Business IT - Networking

On March 8, Conficker will try to access wnsux.com. WN is the IATA code for Southwest Airlines. The airline presumably acquired the domain to prevent its use by someone with a grudge against the company ("WN Sucks").

The problem is that wnsux.com currently redirects to a page on Southwest's main site, and Sophos predicts that "millions of machines infected with Conficker will be contacting wnsux.com for further instructions."

That could potentially cause an effective - if accidental - distributed denial of service (DDoS) attack.

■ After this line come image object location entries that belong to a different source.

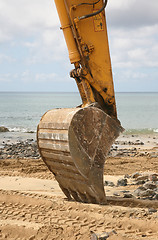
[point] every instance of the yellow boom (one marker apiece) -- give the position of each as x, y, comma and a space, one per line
75, 142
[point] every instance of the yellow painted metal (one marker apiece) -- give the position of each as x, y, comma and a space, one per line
92, 43
66, 27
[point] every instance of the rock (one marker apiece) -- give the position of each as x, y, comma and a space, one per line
102, 236
152, 210
148, 193
138, 191
116, 194
122, 182
149, 185
4, 129
128, 195
140, 182
108, 183
156, 197
142, 177
153, 177
136, 175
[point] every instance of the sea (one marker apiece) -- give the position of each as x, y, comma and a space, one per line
21, 112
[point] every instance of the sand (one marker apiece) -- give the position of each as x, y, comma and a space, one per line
32, 206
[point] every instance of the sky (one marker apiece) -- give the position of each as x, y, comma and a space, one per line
34, 57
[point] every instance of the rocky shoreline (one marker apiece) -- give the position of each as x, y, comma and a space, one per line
121, 148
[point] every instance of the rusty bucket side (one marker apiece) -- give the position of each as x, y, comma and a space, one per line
74, 144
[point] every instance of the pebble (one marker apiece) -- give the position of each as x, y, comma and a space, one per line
122, 182
24, 149
108, 183
149, 185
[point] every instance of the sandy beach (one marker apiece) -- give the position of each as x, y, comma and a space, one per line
32, 206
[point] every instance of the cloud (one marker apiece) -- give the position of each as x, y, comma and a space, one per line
5, 58
30, 39
132, 13
26, 17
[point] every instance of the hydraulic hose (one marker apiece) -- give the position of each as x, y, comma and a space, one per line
95, 13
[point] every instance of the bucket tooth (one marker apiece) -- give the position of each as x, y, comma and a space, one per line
74, 144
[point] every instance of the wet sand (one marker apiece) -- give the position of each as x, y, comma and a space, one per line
32, 206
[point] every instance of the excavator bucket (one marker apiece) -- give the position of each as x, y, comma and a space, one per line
74, 144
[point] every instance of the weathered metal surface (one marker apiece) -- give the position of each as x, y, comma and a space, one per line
74, 143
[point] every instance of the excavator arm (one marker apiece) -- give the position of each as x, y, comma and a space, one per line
84, 27
74, 142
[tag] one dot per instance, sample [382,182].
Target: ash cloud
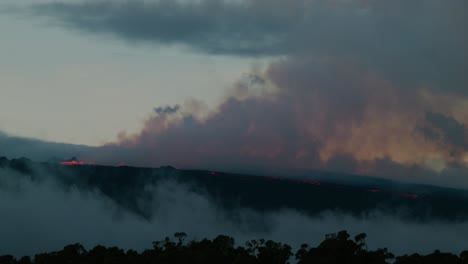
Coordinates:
[372,87]
[41,215]
[167,109]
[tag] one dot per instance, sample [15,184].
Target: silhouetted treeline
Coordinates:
[128,188]
[337,248]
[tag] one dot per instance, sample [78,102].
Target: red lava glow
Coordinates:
[72,163]
[409,195]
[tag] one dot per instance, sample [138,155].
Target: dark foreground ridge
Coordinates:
[127,187]
[337,248]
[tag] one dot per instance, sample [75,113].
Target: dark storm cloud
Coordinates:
[447,130]
[422,41]
[167,109]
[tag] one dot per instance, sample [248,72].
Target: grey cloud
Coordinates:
[46,214]
[422,41]
[38,150]
[166,109]
[450,130]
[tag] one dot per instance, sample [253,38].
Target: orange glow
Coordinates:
[72,163]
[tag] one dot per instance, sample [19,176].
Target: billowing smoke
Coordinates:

It should be easy for Southwest to turn wnsux.com into a black hole for one day. But that's not really an option for other organisations who actively use domain names that Conficker's about to collide with.

They include Discover Media Group's jogli.com, and a dog breeder's site at tnddb.com.

As Sophos points out, filtering out Conficker traffic before it reaches the servers is not an especially simple task, and will require a proxy with sufficient speed and bandwidth to cope with the load. It also requires that the site doesn't already use search URLs that are similar to Conficker's.

All this is just another sign - as if we needed reminding - that the people behind malware just don't care about the effect they have on the rest of us.